= Abhira people =

Historical people mentioned in the Mahabharata

The Abhira people (Devanagari: आभीर) were a legendary people mentioned in ancient Indian epics and scriptures. A historical people of the same name are mentioned in the Periplus of the Erythraean Sea. The Mahabharata describes them as living near the seashore and on the bank of the Sarasvati River, near Somnath in Gujarat and in the Matsya region also.

==History==
Sunil Kumar Bhattacharya says that the Abhiras are mentioned in the first-century work of classical antiquity, the Periplus of the Erythraean Sea. He considers them to be a race rather than a tribe. Scholars such as Ramaprasad Chanda believe that they were Indo-Aryan peoples. But others, such as Romila Thapar, believe them to have been indigenous. The Puranic Abhiras occupied the territories of Herat; they are invariably juxtaposed with the Kalatoyakas and Haritas, the peoples of Afghanistan.

There is no certainty regarding the occupational status of the Abhiras, with ancient texts sometimes referring to them as pastoral cowherders, but at other times as plundering tribes. Along with the Vrishnis, the Satvatas, and the Yadavas, the Abhiras were followers of the Vedas, and worshipped Krishna, the head and preceptor of these tribes. In the Padma-puranas and certain literary works, these herds were known as ayars in Tamil, as they were known as Ahirs and Abhiras in North India.

=== Rule of the Konkan ===
From 203 to 270 the Abhiras ruled over the whole of the Deccan Plateau as a paramount power. The Abhiras could also be the successors of the Satvahanas.

===Connection to modern Ahirs===
According to Ganga Ram Garg, the modern-day Ahir caste are descendants of Abhira people and the term Ahir is the Prakrit form of the Sanskrit term Abhira. Bhattacharya says that the terms Ahir, Ahar and Gaoli are current forms of the word Abhira.

M. S. A. Rao and historians such as P. M. Chandorkar and T. Padmaja have explained that epigraphical and historical evidence exists for equating the Ahirs with the ancient Abhiras.

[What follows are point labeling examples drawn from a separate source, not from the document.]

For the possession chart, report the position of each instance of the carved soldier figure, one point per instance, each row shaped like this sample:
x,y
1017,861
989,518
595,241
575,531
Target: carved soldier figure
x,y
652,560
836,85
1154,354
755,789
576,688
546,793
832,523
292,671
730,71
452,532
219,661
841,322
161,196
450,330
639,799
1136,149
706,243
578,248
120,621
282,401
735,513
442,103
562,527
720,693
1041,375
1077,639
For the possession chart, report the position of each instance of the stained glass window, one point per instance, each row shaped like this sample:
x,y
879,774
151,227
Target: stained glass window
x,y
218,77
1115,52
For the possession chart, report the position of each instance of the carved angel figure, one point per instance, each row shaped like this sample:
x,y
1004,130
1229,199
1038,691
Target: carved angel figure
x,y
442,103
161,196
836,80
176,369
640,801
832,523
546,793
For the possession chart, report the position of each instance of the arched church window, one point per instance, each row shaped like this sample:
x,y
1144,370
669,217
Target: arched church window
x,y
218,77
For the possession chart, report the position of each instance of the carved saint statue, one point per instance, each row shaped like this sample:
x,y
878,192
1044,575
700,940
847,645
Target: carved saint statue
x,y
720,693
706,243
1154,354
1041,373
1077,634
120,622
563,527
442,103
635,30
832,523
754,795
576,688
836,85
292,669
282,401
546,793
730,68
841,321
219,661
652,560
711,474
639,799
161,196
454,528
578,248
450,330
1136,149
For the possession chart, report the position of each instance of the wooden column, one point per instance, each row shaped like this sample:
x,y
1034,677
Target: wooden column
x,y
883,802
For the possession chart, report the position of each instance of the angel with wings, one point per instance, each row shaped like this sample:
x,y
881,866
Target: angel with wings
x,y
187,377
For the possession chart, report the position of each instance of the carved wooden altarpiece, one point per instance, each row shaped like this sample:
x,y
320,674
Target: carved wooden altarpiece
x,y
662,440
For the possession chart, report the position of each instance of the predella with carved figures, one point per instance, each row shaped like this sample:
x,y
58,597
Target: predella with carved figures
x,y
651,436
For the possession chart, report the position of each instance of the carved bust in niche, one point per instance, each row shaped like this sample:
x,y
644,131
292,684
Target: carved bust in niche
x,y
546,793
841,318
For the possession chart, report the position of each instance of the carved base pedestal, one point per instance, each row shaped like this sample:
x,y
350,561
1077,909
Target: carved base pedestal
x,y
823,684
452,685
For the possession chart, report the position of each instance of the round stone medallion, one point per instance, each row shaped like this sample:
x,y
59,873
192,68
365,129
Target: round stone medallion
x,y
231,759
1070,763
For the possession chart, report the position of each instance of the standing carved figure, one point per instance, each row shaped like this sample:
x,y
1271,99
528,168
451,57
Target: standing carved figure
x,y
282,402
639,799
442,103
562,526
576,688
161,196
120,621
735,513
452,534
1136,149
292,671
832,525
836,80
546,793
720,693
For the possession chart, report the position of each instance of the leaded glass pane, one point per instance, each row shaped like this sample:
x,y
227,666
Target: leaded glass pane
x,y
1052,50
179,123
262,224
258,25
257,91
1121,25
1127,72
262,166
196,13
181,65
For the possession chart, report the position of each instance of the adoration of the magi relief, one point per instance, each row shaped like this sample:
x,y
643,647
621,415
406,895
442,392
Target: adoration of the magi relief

==Abhiras of classical age==

During the reign of Samudragupta (c. 350), the Abhiras lived in Rajputana and Malava on the western frontier of the Gupta Empire. Historian Dineshchandra Sircar thinks of their original abode was the area of Abhiravan, between Herat and Kandahar, although this is disputed. Their occupation of Rajasthan also at later date is evident from the Jodhpur inscription of Samvat 918 that the Abhira people of the area were a terror to their neighbours, because of their violent demeanour. Abhiras of Rajputana were sturdy and regarded as Mlecchas, and carried on anti-Brahmanical activities. As a result, life and property became unsafe. Pargiter points to the Pauranic tradition that the Vrishnis and Andhakas, while retreating northwards after the Kurukshetra War from their western home in Dwarka and Gujarat, were attacked and broken up by the rude Abhiras of Rajasthan.

The Abhiras did not stop in Rajasthan; some of their clans moved south and west reaching Saurashtra and Maharashtra and taking service under the Satavahana dynasty and the Western Satraps. Also founded a kingdom in the northern part of the Maratha country, and an inscription of the ninth year of the Abhira king Ishwarsena.